I think you should go forward with your decision. I think the foundational designs probably matter more: providing flexibility to those who desire either is a tremendously powerful thing.

>HOWEVER, that being said, I think based on my experience, all of the languages that had solid prototypal OOP, provided the foundation for class-based OOP,

See, I wouldn't want to add class-based OOP as I feel that would "soil" the language as one could just completely ignore the prototype aspects and use it as a class-based language.

Prototype-based object orientation, while it's conceptually simpler & cleaner, violates a lot of the design assumptions taught (and mandated to be taught) by computer science programs. People who learned computer science in high school or college in the United States from mid-tier programs were learning material mandated by a couple accreditation agencies focused on the AP curriculum; this material was originally constructed for C++ and was adjusted to be about Java in the late nineties, and it focuses on object orientation in terms of encapsulation and inheritance.

Someone who is self-taught or who learned to code via a different curriculum (say, one based around scheme like MIT's, or one based around javascript) naturally will think of object orientation in terms of something that a programmer implements, and will see prototype-based OO as easier to implement and easier to predict, since inheritance (particularly multiple inheritance) can quickly get complicated. But, this mandated curruculum based around strongly-typed compiled languages with class-based OO and a nearly ideological focus on the (mostly imaginary) benefits of inheritance has mass-produced students who are primed to think of class-based OO as the natural state of things rather than as a tool that is only sometimes appropriate.

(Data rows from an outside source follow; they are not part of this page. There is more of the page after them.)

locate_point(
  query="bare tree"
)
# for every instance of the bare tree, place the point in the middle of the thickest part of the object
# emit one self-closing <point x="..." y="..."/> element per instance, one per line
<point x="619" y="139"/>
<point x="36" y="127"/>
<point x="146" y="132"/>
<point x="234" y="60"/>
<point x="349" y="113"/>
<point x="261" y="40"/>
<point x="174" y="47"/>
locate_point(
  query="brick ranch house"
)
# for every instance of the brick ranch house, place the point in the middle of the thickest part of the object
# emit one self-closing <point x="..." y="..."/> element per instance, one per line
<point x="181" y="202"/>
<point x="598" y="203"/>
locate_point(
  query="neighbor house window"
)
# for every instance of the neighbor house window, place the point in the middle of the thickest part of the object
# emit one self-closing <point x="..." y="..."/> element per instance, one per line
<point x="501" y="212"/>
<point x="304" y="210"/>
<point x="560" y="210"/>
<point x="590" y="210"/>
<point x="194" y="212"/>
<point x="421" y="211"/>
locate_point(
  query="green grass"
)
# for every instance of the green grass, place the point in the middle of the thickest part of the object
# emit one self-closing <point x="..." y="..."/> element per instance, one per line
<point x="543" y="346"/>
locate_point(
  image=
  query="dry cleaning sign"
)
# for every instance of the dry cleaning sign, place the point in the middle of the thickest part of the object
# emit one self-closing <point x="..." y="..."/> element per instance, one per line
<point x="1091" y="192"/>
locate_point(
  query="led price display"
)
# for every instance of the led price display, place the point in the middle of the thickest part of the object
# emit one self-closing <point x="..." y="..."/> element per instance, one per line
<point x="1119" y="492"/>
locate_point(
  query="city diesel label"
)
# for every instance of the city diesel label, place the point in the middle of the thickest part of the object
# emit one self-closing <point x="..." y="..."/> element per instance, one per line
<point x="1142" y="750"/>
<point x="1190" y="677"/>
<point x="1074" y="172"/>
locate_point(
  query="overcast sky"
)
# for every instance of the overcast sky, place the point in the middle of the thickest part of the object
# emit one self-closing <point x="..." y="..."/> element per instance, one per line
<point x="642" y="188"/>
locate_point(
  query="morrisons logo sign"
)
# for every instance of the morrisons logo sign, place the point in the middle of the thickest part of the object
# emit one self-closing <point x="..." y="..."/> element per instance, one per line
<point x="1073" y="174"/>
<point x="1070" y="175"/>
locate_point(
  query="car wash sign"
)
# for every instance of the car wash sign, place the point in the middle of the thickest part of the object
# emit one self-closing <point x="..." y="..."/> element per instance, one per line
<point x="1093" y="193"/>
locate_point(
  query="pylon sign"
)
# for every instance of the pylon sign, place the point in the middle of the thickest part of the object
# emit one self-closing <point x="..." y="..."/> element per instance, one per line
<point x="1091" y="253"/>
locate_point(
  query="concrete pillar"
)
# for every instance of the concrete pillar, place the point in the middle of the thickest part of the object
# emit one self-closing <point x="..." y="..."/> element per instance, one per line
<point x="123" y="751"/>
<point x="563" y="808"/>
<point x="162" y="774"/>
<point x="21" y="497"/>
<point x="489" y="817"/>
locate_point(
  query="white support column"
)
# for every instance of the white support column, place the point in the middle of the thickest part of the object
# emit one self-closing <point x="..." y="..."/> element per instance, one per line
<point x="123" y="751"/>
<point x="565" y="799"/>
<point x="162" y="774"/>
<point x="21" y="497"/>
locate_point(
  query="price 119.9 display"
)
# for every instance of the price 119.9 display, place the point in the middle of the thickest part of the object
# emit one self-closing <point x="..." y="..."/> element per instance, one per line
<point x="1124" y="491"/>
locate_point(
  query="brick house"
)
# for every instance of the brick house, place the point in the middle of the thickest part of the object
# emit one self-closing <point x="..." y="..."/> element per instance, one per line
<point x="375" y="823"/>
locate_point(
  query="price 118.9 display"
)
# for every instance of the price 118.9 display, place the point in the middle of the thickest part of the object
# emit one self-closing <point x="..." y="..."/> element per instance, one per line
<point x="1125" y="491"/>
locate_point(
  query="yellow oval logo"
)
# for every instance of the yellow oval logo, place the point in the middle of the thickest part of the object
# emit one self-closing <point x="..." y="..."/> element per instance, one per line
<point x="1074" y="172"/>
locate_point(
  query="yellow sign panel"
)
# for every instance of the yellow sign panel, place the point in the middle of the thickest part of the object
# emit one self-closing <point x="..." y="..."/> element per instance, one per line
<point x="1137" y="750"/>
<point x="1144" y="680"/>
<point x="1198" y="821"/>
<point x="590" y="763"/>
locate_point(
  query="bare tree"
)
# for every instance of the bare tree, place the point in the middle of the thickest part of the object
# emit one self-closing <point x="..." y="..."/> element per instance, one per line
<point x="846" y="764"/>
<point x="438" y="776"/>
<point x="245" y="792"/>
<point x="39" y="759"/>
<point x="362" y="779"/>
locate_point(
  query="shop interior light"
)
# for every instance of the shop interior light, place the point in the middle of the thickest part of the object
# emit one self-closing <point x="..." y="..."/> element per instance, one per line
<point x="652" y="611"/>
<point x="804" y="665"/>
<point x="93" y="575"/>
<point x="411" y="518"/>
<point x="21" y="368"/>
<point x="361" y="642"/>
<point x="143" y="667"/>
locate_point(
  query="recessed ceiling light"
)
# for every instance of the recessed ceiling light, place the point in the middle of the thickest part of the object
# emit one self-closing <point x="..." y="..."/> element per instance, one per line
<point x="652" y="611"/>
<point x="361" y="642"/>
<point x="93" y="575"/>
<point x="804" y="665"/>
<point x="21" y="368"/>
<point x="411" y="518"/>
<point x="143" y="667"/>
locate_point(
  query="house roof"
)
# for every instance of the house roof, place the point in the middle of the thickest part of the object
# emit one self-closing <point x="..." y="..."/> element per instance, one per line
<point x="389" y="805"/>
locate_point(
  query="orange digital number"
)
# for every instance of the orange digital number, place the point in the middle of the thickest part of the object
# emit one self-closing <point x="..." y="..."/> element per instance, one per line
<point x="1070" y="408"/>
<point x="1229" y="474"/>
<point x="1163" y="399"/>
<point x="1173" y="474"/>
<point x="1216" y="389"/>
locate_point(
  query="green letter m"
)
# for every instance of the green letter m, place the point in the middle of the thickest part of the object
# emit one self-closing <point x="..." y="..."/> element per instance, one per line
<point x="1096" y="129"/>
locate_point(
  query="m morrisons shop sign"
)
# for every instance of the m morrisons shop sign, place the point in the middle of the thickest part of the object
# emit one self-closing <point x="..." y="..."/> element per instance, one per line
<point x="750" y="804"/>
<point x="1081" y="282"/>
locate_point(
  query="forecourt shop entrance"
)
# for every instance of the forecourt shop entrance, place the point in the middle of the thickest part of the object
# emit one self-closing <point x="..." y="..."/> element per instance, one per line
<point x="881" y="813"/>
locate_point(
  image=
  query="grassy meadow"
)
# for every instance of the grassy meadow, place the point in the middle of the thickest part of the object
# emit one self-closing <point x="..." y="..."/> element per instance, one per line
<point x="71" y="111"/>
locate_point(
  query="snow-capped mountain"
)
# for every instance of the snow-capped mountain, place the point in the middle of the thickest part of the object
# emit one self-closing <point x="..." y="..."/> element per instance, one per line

In any prototype language, adding classes is trivial (it's just a matter of treating some objects as inviolate), and adding inheritance and even simple forms of multiple inheritance (if you have access to metatables / can override member lookup routines) isn't terribly difficult. The opposite is generally not true. But, again, this focus on class-based OO is largely not based on strategic thinking, but instead upon mechanisms designed to make sure large numbers of entry-level programmers are part of a specific monoculture. (This has succeeded: consider the proliferation of Java -- a language that is only very rarely an appropriate tool for any job.)